Alpena County airport on track for $1M goal
ALPENA — It seems almost certain the Alpena County Regional Airport will surpass the number of passengers needed to receive $1 million from the Federal Aviation Administration to make improvements at the airport.
That money is allocated to the airport each year it reaches 10,000 enplanements in a calendar year. Although there is nearly four months left in the year, it seems almost certain that total will be eclipsed.
An enplanement is a paying passenger using the airport.
At Thursday’s county Airport Committee meeting, airport Manager Steve Smigelski said that, if things continue as they they have thus far, numbers should be even stronger than last year.
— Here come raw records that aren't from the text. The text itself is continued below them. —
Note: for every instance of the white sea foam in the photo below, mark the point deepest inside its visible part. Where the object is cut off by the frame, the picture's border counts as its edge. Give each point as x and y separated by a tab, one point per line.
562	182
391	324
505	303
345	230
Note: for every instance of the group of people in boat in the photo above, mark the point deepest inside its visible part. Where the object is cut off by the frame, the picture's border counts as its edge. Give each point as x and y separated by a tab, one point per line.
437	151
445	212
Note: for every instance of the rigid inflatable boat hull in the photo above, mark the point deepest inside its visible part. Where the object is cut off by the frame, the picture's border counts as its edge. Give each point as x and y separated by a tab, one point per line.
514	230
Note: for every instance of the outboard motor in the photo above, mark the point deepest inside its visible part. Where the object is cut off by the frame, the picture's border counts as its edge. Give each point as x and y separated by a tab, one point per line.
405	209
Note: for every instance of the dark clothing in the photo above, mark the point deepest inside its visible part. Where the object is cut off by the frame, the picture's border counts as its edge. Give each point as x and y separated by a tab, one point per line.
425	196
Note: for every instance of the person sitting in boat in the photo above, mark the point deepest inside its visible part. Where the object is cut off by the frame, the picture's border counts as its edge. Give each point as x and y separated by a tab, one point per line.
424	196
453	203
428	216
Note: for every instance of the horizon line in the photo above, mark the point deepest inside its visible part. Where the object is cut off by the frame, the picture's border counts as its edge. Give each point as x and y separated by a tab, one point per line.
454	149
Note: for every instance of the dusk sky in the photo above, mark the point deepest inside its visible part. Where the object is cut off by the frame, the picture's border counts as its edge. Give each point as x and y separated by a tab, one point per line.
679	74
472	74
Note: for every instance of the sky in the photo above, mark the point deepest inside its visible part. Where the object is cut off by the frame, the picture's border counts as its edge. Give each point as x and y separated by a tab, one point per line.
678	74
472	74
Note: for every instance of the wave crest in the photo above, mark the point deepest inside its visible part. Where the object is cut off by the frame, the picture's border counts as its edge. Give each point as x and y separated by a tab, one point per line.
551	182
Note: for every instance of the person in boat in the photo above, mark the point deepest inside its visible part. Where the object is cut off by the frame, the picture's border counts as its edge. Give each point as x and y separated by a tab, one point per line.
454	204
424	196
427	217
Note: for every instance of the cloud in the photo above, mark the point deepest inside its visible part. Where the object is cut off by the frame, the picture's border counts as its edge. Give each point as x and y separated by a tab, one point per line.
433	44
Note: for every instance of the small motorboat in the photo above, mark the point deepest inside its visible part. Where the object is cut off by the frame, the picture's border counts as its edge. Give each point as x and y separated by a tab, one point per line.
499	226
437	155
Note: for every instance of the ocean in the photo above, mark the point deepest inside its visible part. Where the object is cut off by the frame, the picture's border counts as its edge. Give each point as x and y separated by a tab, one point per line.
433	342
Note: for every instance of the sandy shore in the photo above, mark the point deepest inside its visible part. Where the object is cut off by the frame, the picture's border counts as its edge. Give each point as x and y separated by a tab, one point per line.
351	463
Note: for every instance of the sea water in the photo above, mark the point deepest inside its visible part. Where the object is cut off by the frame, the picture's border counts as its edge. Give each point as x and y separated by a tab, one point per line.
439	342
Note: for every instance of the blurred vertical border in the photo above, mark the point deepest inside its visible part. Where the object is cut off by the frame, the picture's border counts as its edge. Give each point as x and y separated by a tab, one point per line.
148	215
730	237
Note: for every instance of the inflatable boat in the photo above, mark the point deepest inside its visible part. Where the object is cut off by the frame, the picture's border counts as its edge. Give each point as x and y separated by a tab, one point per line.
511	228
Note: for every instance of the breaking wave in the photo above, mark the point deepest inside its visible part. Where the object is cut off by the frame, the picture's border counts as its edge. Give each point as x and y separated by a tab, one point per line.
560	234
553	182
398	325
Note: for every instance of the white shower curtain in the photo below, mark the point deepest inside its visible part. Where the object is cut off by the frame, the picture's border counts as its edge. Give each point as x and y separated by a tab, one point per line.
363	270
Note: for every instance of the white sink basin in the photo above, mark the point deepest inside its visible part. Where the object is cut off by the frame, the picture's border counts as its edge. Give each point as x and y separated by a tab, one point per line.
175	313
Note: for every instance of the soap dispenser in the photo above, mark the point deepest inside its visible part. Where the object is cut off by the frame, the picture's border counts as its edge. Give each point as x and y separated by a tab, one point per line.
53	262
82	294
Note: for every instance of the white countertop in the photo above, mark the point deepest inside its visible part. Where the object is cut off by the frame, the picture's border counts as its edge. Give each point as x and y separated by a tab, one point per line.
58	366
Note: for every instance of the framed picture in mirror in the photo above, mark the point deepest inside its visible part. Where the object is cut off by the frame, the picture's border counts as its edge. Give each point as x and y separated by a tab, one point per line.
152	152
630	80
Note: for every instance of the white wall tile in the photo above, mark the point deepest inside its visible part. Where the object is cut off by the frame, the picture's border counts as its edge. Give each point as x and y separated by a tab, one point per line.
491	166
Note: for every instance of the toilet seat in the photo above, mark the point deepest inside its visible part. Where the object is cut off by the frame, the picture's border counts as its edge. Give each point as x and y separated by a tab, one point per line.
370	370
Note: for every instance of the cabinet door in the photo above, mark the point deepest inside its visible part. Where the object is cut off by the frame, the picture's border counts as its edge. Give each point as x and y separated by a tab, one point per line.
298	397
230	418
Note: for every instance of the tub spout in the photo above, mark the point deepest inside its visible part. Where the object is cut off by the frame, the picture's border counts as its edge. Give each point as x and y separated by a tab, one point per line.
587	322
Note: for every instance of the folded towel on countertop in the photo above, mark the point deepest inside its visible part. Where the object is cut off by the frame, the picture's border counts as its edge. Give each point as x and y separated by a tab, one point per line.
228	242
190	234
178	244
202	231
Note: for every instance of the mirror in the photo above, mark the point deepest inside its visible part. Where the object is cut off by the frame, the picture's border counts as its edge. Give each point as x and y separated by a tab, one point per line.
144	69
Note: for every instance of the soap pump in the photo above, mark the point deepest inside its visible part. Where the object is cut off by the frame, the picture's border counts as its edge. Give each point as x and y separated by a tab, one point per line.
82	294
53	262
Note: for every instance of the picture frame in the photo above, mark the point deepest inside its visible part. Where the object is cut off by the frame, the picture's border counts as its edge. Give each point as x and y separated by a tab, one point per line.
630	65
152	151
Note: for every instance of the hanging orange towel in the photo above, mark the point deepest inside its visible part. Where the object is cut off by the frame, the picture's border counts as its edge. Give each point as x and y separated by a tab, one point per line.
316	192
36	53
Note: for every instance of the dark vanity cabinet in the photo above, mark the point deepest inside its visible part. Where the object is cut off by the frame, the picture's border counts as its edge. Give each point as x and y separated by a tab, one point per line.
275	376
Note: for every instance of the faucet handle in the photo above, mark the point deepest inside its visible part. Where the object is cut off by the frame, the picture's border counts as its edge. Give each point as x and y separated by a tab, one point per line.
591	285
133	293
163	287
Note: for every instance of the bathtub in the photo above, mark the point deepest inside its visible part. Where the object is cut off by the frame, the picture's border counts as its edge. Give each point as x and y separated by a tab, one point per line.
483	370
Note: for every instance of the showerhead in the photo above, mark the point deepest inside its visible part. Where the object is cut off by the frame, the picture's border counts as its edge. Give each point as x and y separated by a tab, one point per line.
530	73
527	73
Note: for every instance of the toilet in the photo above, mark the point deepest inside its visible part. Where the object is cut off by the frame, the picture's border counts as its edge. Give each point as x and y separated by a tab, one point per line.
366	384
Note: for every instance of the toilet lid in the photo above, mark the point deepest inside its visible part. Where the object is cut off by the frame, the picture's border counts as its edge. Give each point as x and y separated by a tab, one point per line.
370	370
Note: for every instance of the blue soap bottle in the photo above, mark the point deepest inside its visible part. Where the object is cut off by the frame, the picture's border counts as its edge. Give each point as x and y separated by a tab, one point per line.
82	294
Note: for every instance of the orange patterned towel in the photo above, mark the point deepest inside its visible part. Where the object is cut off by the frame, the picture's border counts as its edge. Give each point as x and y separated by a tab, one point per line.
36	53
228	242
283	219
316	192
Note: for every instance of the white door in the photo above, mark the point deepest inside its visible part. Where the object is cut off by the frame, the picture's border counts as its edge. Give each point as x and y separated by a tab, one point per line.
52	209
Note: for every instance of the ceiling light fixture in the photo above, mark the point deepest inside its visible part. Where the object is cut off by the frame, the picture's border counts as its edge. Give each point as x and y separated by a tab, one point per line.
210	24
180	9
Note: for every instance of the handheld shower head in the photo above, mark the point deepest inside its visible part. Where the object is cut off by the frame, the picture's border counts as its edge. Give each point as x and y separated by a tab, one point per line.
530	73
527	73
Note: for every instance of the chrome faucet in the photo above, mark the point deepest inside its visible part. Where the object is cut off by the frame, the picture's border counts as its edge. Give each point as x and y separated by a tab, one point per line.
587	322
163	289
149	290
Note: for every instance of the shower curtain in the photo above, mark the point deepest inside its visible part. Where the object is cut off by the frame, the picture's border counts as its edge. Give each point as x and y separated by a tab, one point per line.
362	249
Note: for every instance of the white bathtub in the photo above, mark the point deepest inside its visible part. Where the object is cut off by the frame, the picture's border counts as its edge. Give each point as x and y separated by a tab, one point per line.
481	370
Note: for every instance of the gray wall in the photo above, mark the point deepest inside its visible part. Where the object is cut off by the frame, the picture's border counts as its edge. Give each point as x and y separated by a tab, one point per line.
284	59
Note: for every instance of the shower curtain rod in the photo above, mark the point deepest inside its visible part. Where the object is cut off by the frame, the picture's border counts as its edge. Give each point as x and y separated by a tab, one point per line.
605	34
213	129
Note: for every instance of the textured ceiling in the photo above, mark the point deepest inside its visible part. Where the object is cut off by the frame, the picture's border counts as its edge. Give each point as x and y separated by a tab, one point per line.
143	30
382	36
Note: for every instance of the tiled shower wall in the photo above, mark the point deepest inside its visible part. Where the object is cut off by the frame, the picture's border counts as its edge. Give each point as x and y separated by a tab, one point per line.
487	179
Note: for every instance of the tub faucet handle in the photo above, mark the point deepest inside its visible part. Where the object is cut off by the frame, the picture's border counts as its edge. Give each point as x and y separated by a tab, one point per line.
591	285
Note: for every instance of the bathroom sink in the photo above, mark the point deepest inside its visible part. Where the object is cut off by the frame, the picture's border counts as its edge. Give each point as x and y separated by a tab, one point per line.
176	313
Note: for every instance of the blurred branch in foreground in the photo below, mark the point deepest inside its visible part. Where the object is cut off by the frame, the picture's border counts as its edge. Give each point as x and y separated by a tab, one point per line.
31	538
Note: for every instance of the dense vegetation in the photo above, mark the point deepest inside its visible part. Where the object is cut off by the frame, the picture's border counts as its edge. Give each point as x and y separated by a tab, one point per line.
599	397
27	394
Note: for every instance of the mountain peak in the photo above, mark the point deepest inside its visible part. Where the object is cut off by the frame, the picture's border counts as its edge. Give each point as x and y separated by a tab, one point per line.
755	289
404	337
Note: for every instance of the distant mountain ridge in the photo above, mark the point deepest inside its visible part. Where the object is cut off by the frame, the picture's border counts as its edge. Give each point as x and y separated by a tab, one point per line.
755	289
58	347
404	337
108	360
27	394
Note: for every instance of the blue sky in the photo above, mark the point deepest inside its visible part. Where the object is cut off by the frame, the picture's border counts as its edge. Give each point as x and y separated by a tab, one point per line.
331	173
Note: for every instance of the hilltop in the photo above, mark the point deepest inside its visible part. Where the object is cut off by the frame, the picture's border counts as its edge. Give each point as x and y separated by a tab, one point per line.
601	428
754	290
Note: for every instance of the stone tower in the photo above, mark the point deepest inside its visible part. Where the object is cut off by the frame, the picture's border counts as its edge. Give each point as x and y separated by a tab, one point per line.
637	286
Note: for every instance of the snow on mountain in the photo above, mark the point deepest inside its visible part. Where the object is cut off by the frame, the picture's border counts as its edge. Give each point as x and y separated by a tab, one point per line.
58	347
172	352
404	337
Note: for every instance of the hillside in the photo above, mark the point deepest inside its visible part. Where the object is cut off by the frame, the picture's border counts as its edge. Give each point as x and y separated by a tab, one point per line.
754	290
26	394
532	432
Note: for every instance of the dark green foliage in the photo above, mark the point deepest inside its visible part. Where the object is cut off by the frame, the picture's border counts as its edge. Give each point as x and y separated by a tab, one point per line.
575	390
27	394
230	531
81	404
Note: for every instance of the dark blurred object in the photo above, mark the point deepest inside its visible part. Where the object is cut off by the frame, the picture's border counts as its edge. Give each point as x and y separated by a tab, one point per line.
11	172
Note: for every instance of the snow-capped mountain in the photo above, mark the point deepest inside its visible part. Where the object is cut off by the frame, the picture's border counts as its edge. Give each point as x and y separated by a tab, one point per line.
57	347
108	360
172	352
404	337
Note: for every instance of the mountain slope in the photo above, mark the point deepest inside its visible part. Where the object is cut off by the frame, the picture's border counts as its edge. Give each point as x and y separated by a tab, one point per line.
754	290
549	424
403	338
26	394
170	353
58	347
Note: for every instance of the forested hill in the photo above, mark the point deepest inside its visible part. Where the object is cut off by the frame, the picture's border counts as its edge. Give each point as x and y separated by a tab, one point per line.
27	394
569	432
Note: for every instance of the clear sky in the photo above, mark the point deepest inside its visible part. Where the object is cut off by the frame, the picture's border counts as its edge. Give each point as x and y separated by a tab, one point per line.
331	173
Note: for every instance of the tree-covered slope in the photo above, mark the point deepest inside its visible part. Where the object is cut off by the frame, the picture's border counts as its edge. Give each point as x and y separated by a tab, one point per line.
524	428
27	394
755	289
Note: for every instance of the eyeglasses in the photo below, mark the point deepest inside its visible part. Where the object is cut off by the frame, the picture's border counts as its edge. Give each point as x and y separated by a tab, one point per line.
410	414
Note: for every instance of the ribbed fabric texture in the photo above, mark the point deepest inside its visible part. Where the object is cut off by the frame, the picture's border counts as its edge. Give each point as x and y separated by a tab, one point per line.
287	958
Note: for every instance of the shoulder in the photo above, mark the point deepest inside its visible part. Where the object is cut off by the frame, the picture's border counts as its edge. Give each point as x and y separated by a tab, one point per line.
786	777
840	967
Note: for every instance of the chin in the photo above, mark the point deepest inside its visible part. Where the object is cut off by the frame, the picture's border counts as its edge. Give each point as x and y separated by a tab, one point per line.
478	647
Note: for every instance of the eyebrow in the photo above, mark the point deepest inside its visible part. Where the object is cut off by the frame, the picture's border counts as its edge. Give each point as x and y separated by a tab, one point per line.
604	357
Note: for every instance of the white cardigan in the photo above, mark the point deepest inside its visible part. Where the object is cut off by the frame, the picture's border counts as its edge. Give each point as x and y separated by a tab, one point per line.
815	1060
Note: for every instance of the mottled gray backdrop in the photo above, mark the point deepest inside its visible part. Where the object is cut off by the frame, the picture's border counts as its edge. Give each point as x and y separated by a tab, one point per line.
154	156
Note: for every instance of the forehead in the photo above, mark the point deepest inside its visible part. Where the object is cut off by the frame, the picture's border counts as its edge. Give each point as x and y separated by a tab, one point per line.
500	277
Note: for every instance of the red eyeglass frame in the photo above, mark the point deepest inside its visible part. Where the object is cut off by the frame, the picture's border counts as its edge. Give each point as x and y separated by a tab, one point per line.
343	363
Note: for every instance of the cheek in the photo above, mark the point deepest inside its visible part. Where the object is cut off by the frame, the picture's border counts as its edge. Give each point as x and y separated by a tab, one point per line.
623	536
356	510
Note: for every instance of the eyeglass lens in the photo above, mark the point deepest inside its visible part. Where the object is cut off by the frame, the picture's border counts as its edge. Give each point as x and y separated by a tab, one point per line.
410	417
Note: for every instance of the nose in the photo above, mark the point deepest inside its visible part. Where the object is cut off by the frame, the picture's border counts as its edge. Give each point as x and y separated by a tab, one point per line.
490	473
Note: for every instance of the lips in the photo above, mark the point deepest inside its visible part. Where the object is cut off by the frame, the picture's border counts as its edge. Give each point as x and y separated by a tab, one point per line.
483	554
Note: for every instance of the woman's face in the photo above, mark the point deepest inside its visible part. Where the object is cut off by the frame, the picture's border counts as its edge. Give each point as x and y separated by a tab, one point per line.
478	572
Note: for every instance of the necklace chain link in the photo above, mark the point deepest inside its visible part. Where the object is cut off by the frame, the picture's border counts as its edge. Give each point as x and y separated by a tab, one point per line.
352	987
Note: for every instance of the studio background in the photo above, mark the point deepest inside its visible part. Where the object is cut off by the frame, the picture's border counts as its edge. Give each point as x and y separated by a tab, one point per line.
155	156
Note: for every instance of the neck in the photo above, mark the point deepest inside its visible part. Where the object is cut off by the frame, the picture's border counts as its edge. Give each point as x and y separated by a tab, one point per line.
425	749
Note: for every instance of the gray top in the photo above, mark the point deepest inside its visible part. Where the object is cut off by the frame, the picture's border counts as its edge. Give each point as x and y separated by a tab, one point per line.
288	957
There airport recorded 1,320 enplanements in August, pushing the annual total thus far to 8,013, Smigelski said.
He said that, for the same time frame in 2018, the airport had 7,243 enplanements. By the end of last year, 11,917 enplanements were recorded, more than enough to get the $1 million subsidy.
Alpena County Commissioner Bob Adrian, who chairs the committee, said it was only a few years ago when the airport missed the 10,000 mark, but still received the $1 million allocation thanks to a one-time payout to airports who averaged 10,000 enplanements in 2012. Since then, the Alpena airport has seen a steady climb.
Adrian said there are two main reasons why enplanements have rebounded so strongly: Prices have come down on airfare, and a change in flight schedule included an early morning flight that allowed travelers to get to Detroit Metropolitan Airport earlier than before, giving them more options for connecting flights.
“We are more competitive, price-wise, with other airports now, and I think that is the main driving force,” Adrian said. “Now, it is more financially feasible for more people. I also think the morning flight is getting people into a hub earlier enough where they can catch a connecting flight and go elsewhere in the same day. That morning flight has really opened up the whole world, and that is important for people who fly.”
Meanwhile, a new terminal under construction at the airport is about 65% complete. Smigelski said Thursday that, if things continue to progress as they are now, a ribbon-cutting event could take place in December.
Adrian said that, if things play out the way they have in other communities that built new terminals, another increase in enplanements is near.
“We have been told by other people in the industry that we will see a bump because people are going to want to try out the new terminal,” he said. “There will be an interest in the terminal, which will allow for better customer experiences and comfort, which should lead to more people flying from here.”
Smigelski said none of the money from the $1 million FAA allocation has been used toward the terminal project or a new runway sweeper that is being purchased. He said the funds are limited to projects and purchases that improve customer safety or airport maintenance.
“We have used it for runway and taxiway markings, pavement repairs and heavy equipment like snow removal trucks and loaders,” Smigelski said. “It has to go for airport improvements and safety uses.”